Laissant nos bagages et notre suite au pauvre caravansérail où nous passerons la nuit, nous montons à cheval après le repos méridien, escortés de deux jeunes hommes du hameau qui ont voulu nous guider vers ces grandes ruines. Pendant la première lieue, nous sommes dans une véritable mer de pavots blancs et d’orges vertes ; ensuite vient la prairie sauvage, tapissée de menthes et d’immortelles jaunes. Et là-bas au fond, derrière Persépolis qui se rapproche et se dessine, la plaine est barrée par des montagnes funèbres, d’une couleur de basane, où s’ouvrent des trous et des lézardes. Du reste, depuis Chiraz, tout ce pays sans arbres est ainsi : des plateaux unis comme de l’eau tranquille, et séparés les uns des autres par des amas de roches dénudées, aux aspects effroyables.

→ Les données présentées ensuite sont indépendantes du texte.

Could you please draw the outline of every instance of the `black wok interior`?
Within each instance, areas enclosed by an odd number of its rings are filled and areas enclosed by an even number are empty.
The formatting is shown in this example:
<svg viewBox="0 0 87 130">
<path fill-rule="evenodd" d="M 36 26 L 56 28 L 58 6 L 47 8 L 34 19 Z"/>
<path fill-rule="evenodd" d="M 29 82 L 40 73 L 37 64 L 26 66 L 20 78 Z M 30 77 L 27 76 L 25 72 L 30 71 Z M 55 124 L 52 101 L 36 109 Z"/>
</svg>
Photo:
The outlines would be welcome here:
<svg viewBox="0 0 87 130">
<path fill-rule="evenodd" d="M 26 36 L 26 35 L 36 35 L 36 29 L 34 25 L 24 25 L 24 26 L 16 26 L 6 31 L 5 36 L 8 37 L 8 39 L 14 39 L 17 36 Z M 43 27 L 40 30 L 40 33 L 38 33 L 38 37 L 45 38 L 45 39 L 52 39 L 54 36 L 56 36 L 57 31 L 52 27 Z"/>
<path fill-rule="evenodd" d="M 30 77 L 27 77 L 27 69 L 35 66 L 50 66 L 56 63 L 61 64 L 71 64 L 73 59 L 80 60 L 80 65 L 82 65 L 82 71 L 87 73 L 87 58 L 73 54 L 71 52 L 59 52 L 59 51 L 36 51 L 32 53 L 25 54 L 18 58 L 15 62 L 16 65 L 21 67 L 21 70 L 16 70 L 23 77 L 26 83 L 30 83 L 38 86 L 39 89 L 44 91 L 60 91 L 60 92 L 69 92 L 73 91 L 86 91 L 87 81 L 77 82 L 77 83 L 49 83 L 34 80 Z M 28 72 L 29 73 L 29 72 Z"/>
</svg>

Mais nulle part encore ces fantaisies de la pierre, toujours inattendues, ne nous avaient montré quelque chose de pareil à ce qui surgit en ce moment sur notre gauche, dans le clair lointain. C’est beaucoup trop immense pour être de construction humaine, et alors cela inquiète par son arrangement si cherché : au centre, une masse absolument carrée, de cinq ou six cents mètres de haut, qui semble une forteresse de Dieux, ou bien la base de quelque tour de Babel interrompue ; et, de chaque côté, posés en symétrie comme des gardes, deux blocs géans, tout à fait réguliers et pareils, qui imitent des monstres assis. Depuis le commencement des temps, les hommes avaient été frappés par la physionomie de ces trois montagnes, bien capables d’inspirer l’effroi du surnaturel ; elles ne sont pas étrangères sans doute au choix qui a été fait de ce lieu pour y construire la demeure terrible des souverains ; vues de ces palais où nous arrivons, elles doivent produire leur effet le plus intense, assez proches pour être imposantes, et juste assez lointaines pour rester indéfinissables.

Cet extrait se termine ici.